There were also several photos which had been produced in highly contrived settings that in my mind are not really suitable for such an exhibition. Putting out food to attract animals is one thing, but putting out an aquarium to catch a view of a heron or a window frame to frame a swallow definitely feels like cheating.

But despite these minor quibbles I found the majority of the exhibition well worth seeing. If you are in London and have a spare few hours, this would be a great way to spend them.

If you’re not, try the online gallery which has all the photos. It’s not a very satisfying way of viewing them (too small) but will give you a taste at least.

Yesterday we went to see the Lee Miller exhibition at the V&A. We were really aiming for the Wildlife Photographer of the Year exhibition at the neighbouring Museum of Natural History, but that was sold out, so it was Lee Miller instead.

She was both a model and a photographer, doing a bit of everything: fashion photography, portraits, photojournalism etc.

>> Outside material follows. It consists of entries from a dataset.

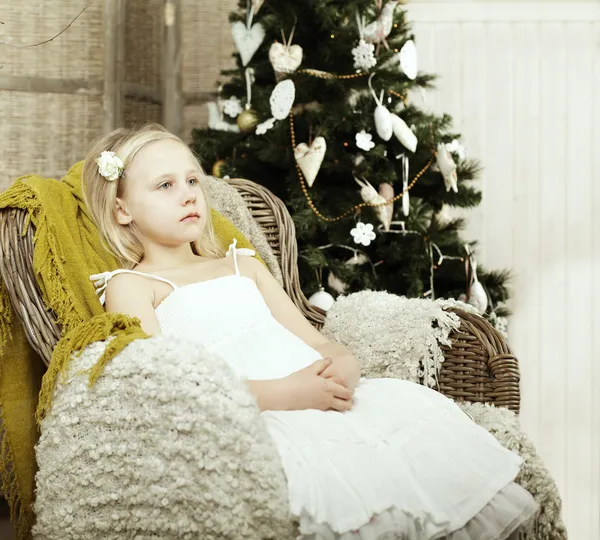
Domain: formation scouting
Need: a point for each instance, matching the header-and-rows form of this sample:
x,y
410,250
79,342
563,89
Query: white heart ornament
x,y
257,4
282,99
408,59
403,133
309,158
247,40
383,122
285,59
447,167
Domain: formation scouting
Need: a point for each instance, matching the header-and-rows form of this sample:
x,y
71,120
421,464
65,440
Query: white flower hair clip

The exhibition notes described her as an extraordinary photographer, an icon of photography, or something in that vein. There were some nice photos but on the whole I found her work rather unremarkable. I got the impression that she was famous by association (she was the lover of Man Ray, and friends with Salvador Dali and Jean Cocteau), rather than because of any remarkable talent. Yes, she had guts – photographing the Blitz as well as Nazi concentration camps – but the importance of those photos seemed more documentary than artistic to me.

It didn’t help that all introductory and explanatory texts seemed written by a gushing friend rather than anyone with any real knowledge. This, for example, is all they had to say about why she is important or interesting:

Lee Miller (1907 – 1977) is one of the most remarkable female icons of the 20th century – an individual admired as much for her free-spirit, creativity and intelligence as for her classical beauty. Charting her transformation from muse to ground-breaking artist, this centenary exhibition provides a unique exploration of her life and unprecedented career as a photographer.

Lots of superlatives and big words, little information, and very little to put any of it in any context.

We went to Tate Modern to see the famous crack and an exhibition of Louise Bourgeois.

I found the crack a baffling waste of money – digging up the floor along the entire length of the turbine hall just to put in place a new concrete floor with a crack in it is not art.

The exhibition was not too interesting either. I like her giant spiders. There was one outside on the river bank, and I also saw it when it was first set up in the Tate turbine hall, and happened to see them in New York in the summer of 2001 as well.

But much of her work was just weird. Too modern for my taste, the kind of thing that is art only because an artist says it is. Too modern, even though the majority of the works were done before I was even born.

I liked her marbles and bronzes, like the one in the photo here – a nice contrast between soft forms and hard materials, and shapes that seemed both organic and mineral at the same time.

Eric and Ingrid went to the baby swimming class this morning, which totally knocked her out so she slept for 1½ hours when they got back, so I got lots of work done.

In the afternoon we went out for Open House weekend. We saw St George’s German church (mostly because it was so close to home), and walked from there to the old Turkish baths that now houses a restaurant. We finished our tour with Guildhall and Guildhall Art Gallery. This was actually the first time I visited Guildhall, despite having lived in London for over 6 years. The art gallery was also a pleasant surprise, with some fine Victorian and Pre-Raphaelite paintings.